あまりに軽い感想、事の重要さが解っていない態度の鈴風に、半ば憤りすら感じてしまい飛鳥は思わず声を荒げてしまった。
「分かってるよ。つまり、飛鳥と一緒になるって事なんでしょ? だったら何の問題もない、むしろ望むところだバッチ来いだね!!」
「お前な……!!」
「それに、言ったでしょ? ひとりでなんて行かせないって」
その発言に、飛鳥は返す言葉が出てこなかった。
怒ればいいのか、悲しめばいいのか、謝ればいいのか。
明朗快活たる鈴風の澄んだ声が、混乱する飛鳥の胸を強く穿った。
人でなくなるという恐怖よりも、自分と同じ道に立つ事が出来る喜びの方が大きい、だなんて――完全に殺し文句だ、分かって言っているのかこいつは。
――人工英霊がなんだ、超人がなんだ。
――俺なんかより、鈴風の方がよっぽど強い『人間』じゃないか!!
「……わかったよ。ただ、調子が悪かったらすぐに言ってくれな? 変に無理するんじゃないぞ?」
「だ、大丈夫だって! 相変わらず過保護なんだから、もう……」
飛鳥は鈴風の両肩に手を置いて、若干過剰気味に心配してきた。真正面かつ至近距離からの強い視線で射抜かれ、鈴風は思わず心臓がドギマギしてしまった。
気を遣いすぎだと、すねた口調で目を逸らしたが、
(一緒の道を進んでもいいんだって、認めてくれたのかな?……だとしたら、嬉しいな。うん、すごく嬉しい!!)

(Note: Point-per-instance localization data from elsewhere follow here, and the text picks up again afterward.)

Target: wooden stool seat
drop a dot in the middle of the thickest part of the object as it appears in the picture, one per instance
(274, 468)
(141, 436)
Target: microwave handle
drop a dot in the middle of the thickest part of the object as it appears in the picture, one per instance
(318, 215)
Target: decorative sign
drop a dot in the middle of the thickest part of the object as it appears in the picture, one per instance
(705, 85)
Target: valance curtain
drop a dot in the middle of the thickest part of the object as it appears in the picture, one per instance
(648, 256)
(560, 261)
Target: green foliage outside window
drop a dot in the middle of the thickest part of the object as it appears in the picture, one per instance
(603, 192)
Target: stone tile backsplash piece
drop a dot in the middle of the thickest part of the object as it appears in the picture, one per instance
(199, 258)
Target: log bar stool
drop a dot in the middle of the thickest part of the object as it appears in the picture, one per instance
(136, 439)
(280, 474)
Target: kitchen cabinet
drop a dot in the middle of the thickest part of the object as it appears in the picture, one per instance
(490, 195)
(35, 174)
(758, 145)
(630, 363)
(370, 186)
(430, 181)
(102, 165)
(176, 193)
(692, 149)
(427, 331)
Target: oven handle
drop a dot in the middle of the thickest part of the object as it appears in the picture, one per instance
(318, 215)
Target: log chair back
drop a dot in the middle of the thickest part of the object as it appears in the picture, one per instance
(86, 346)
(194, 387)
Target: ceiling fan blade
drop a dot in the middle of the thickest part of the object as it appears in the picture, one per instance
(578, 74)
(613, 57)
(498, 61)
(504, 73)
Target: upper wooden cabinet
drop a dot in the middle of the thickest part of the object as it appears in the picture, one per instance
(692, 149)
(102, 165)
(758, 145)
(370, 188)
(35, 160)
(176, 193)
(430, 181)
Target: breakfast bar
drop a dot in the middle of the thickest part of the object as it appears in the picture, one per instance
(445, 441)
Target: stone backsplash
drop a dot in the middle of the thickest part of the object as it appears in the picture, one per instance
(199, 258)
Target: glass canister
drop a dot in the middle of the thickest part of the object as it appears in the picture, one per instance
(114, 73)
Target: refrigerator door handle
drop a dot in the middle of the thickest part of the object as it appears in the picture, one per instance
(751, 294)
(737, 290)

彼女の心中は、飛鳥に認められた事に対する歓喜の感情で満ち溢れていた。
進化だとか遺伝子がどうだとか、難しいことは分からないけれど。
それが少しでも飛鳥の進む道に繋がるのならば、きっとどんな事でも乗り越えていける。
純粋な想い、確固たる決意。
彼女の意志はきっと、誰よりも強くて眩しい勇者の意志だ。